The Arctic ultraviolet shield took a battering from storms in 2004.
A stream of particles from the Sun, in combination with extreme weather conditions, caused an unprecedented thinning last year of the upper Arctic ozone layer.
Scientists have been puzzled by the chemical processes that destroyed up to 60% of ozone molecules in the lower mesosphere and upper stratosphere (the atmospheric layers that lie 30 to 40 kilometres above ground) in the first months of 2004. Reactions with chlorofluorocarbons (CFC), the compounds responsible for ozone depletion in the lower stratosphere, could not explain the decline in higher layers.
Now an international team of atmosphere researchers, led by Cora Randall of the University of Colorado at Boulder, has suggested a natural cause for this ozone loss at high altitudes.
Strong solar storms in October 2003 carried energetic electrons and protons into the Earth's upper atmosphere, where they boosted production of nitrogen oxides by a factor of four. Such oxides are a known group of ozone killers. Very strong winds inside the polar stratospheric vortex, which was exceptionally powerful last winter, then transported the excess nitrogen gases further into the atmosphere. At around 40 kilometres' height, they mixed with, and attacked, the ozone layer.
“That we can still be surprised illustrates the difficulties in separating atmospheric effects due to natural and human-induced causes Cora Randall , University of Colorado, Boulder”
Ozone is a form of oxygen that shields the Earth from dangerous ultraviolet radiation from space. Ozone holes were first detected in the 1980s above the South Pole. Soon afterwards, CFCs were phased out under the 1987 Montreal Protocol.

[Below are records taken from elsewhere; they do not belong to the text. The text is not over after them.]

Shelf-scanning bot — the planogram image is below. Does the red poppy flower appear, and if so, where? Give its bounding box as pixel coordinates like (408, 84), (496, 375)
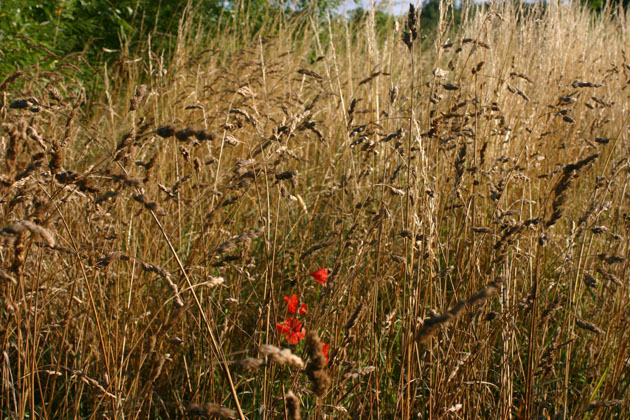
(322, 343), (330, 364)
(311, 268), (328, 284)
(276, 317), (306, 344)
(284, 295), (308, 315)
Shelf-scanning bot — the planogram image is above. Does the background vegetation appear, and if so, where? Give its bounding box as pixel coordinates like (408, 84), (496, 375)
(0, 1), (630, 419)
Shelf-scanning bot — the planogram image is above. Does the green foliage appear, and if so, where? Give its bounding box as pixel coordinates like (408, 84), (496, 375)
(0, 0), (221, 74)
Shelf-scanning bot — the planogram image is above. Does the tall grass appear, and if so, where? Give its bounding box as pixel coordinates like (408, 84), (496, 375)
(0, 3), (630, 419)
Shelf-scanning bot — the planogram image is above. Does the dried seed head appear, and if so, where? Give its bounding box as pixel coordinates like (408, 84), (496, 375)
(156, 125), (175, 138)
(186, 403), (236, 419)
(237, 357), (265, 370)
(306, 331), (331, 397)
(284, 391), (302, 420)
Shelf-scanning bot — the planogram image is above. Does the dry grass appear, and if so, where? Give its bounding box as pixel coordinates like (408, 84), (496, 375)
(0, 4), (630, 419)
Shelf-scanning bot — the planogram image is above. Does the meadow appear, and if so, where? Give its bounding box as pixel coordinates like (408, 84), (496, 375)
(0, 2), (630, 420)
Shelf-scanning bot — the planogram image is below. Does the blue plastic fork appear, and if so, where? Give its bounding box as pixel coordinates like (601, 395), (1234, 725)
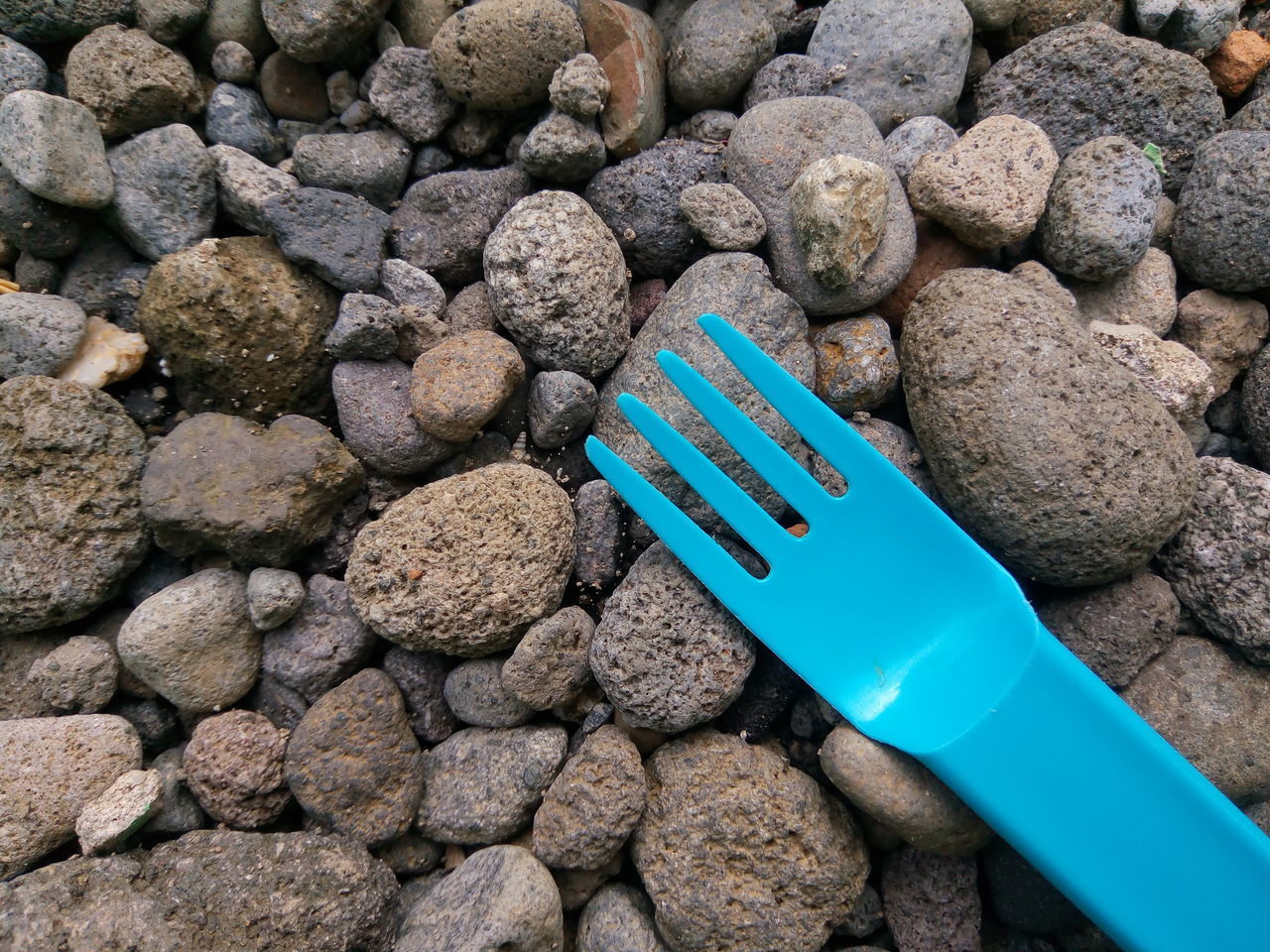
(586, 314), (1270, 952)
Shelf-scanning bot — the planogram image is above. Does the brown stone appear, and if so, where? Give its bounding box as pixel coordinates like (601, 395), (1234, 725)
(577, 0), (666, 159)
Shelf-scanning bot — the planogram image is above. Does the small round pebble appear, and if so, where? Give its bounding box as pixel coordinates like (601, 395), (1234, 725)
(27, 635), (119, 713)
(182, 711), (291, 830)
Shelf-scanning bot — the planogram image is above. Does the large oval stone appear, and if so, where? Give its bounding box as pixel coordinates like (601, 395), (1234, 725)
(901, 268), (1197, 585)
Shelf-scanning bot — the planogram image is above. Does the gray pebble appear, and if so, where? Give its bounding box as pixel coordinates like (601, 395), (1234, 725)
(0, 292), (87, 377)
(530, 371), (599, 449)
(444, 654), (534, 727)
(262, 187), (390, 291)
(205, 82), (283, 164)
(418, 727), (569, 844)
(105, 124), (216, 262)
(368, 46), (458, 142)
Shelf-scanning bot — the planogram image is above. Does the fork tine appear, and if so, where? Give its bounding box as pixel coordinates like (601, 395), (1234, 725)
(657, 350), (829, 520)
(617, 394), (794, 561)
(585, 436), (754, 604)
(698, 313), (912, 496)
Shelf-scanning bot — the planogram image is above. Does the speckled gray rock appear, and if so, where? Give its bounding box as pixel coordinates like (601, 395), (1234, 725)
(485, 191), (630, 377)
(1068, 248), (1178, 336)
(517, 110), (608, 181)
(0, 715), (141, 878)
(576, 883), (670, 952)
(141, 414), (364, 566)
(0, 292), (87, 377)
(807, 0), (974, 133)
(534, 725), (648, 870)
(331, 359), (456, 475)
(881, 847), (981, 952)
(583, 140), (724, 278)
(812, 314), (899, 416)
(528, 371), (599, 449)
(1036, 571), (1180, 688)
(0, 36), (49, 100)
(908, 115), (1058, 248)
(667, 0), (776, 112)
(66, 24), (204, 139)
(1038, 136), (1161, 281)
(631, 731), (869, 952)
(346, 464), (574, 656)
(286, 667), (423, 844)
(502, 606), (595, 711)
(744, 54), (833, 109)
(260, 0), (391, 62)
(726, 96), (916, 314)
(27, 635), (119, 713)
(205, 82), (285, 163)
(901, 269), (1197, 585)
(115, 568), (260, 712)
(1124, 637), (1270, 803)
(590, 542), (754, 734)
(1172, 132), (1270, 292)
(1160, 457), (1270, 662)
(0, 375), (150, 635)
(821, 724), (992, 856)
(182, 711), (291, 830)
(395, 848), (564, 952)
(975, 23), (1225, 194)
(105, 124), (216, 262)
(432, 0), (585, 109)
(418, 726), (568, 844)
(884, 115), (957, 187)
(444, 654), (534, 727)
(0, 89), (114, 208)
(593, 254), (813, 526)
(260, 570), (376, 702)
(393, 166), (532, 285)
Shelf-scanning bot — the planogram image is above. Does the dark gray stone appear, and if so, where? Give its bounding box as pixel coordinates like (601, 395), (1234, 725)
(975, 23), (1225, 194)
(720, 96), (917, 314)
(583, 140), (724, 278)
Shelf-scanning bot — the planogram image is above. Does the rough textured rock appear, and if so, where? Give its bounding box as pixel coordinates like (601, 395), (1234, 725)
(141, 414), (364, 566)
(0, 715), (141, 878)
(1172, 132), (1270, 292)
(975, 23), (1225, 194)
(901, 269), (1195, 585)
(346, 464), (574, 656)
(0, 375), (149, 635)
(908, 115), (1058, 248)
(1160, 456), (1270, 662)
(390, 166), (536, 285)
(485, 191), (630, 377)
(631, 731), (869, 952)
(0, 830), (396, 952)
(396, 847), (564, 952)
(1036, 571), (1180, 688)
(821, 724), (992, 856)
(590, 542), (754, 734)
(432, 0), (585, 109)
(115, 568), (260, 712)
(0, 89), (114, 208)
(726, 96), (916, 314)
(182, 711), (291, 830)
(418, 726), (568, 844)
(286, 667), (423, 844)
(1124, 636), (1270, 803)
(534, 725), (648, 870)
(594, 254), (813, 526)
(807, 0), (974, 133)
(137, 237), (337, 418)
(66, 24), (203, 139)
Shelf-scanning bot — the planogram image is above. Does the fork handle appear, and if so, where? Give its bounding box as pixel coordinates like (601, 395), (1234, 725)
(920, 626), (1270, 952)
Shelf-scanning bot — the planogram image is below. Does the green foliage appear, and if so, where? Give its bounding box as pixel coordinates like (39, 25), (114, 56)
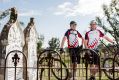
(48, 37), (60, 51)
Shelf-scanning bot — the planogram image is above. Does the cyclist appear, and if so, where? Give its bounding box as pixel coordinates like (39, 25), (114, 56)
(85, 20), (113, 80)
(60, 21), (84, 79)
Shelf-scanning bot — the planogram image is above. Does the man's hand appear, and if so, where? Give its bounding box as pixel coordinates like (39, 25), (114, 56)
(60, 48), (65, 54)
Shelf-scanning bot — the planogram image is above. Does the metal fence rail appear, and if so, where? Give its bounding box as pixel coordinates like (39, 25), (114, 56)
(0, 50), (119, 80)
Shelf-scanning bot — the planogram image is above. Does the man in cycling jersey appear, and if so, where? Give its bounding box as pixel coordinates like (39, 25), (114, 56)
(85, 20), (113, 80)
(60, 21), (84, 79)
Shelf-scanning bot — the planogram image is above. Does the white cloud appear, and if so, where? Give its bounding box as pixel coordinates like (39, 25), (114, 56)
(54, 0), (111, 16)
(19, 10), (41, 16)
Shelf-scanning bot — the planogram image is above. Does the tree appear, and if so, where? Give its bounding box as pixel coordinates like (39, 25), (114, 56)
(48, 37), (60, 51)
(96, 0), (119, 44)
(37, 35), (44, 53)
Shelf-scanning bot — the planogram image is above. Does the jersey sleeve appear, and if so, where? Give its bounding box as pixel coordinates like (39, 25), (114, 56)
(99, 30), (104, 37)
(77, 31), (82, 38)
(85, 33), (88, 40)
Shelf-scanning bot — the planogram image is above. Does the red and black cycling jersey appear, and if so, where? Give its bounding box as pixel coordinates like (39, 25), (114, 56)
(65, 29), (82, 48)
(85, 29), (104, 49)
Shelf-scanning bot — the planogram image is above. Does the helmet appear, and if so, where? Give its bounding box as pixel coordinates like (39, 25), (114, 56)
(70, 21), (77, 25)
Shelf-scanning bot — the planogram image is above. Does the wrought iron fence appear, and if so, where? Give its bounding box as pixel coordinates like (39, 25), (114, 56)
(0, 49), (119, 80)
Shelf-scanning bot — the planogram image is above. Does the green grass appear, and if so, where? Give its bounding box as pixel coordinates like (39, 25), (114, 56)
(38, 53), (118, 80)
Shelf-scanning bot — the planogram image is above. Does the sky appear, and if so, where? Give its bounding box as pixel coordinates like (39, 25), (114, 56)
(0, 0), (111, 47)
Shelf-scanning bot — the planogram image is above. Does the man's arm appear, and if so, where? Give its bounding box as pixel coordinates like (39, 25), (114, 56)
(103, 36), (114, 43)
(60, 36), (67, 48)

Ozone holes do still occur regularly in the Antarctic, but at high northern latitudes they are observed only in particularly cold winters1.
"No one predicted the dramatic loss of ozone in the upper stratosphere of the northern hemisphere in the spring of 2004," says Randall. "That we can still be surprised illustrates the difficulties in separating atmospheric effects due to natural and human-induced causes."
The team analysed data from satellite instruments that measure nitrogen oxides and ozone in the atmosphere. Nitrogen-oxide-rich air first began to descend in January, and led to strong ozone depletion between March and May. The effect was still present in July, but declined as the stratospheric vortex broke up later in the year.
Whether the full magnitude of the anomaly can be explained by the extra injection of solar particles must still be investigated, says Randall. The research is published online in Geophysical Research Letters2.
Determining the influence of solar particles on the composition of the atmosphere is crucial for understanding the links between solar activity, ozone depletion and climate, says Peter von der Gathen, an atmospheric physicist at the Alfred Wegener Institute in Potsdam, Germany.
This research shows, for the first time, a long-term atmospheric influence of solar activity in the Arctic, says von der Gathen. The next step, he adds, is to determine the influence of solar-particle fluxes on the chemistry of the atmosphere over a longer period of time. Such a study, based on a 14-year data series, is currently under way in Germany.
Such work might help explain why existing atmosphere models have not matched observed ozone losses during several cold Arctic winters over the past decade.
Despite strong depletion in the upper ozone layer, a full-fledged ozone hole did not occur in the Arctic last year, thanks to relatively warm temperatures. But although solar activity has now calmed down, scientists expect significantly larger ozone losses this year, which has so far been exceptionally cold.
RexM., et al. Geophys. Res. Lett. doi:10.1029/2002GL016008 (2003).
RandallC. E., et al. Geophys. Res. Lett. doi:10.1029/2004GL022003 (2005).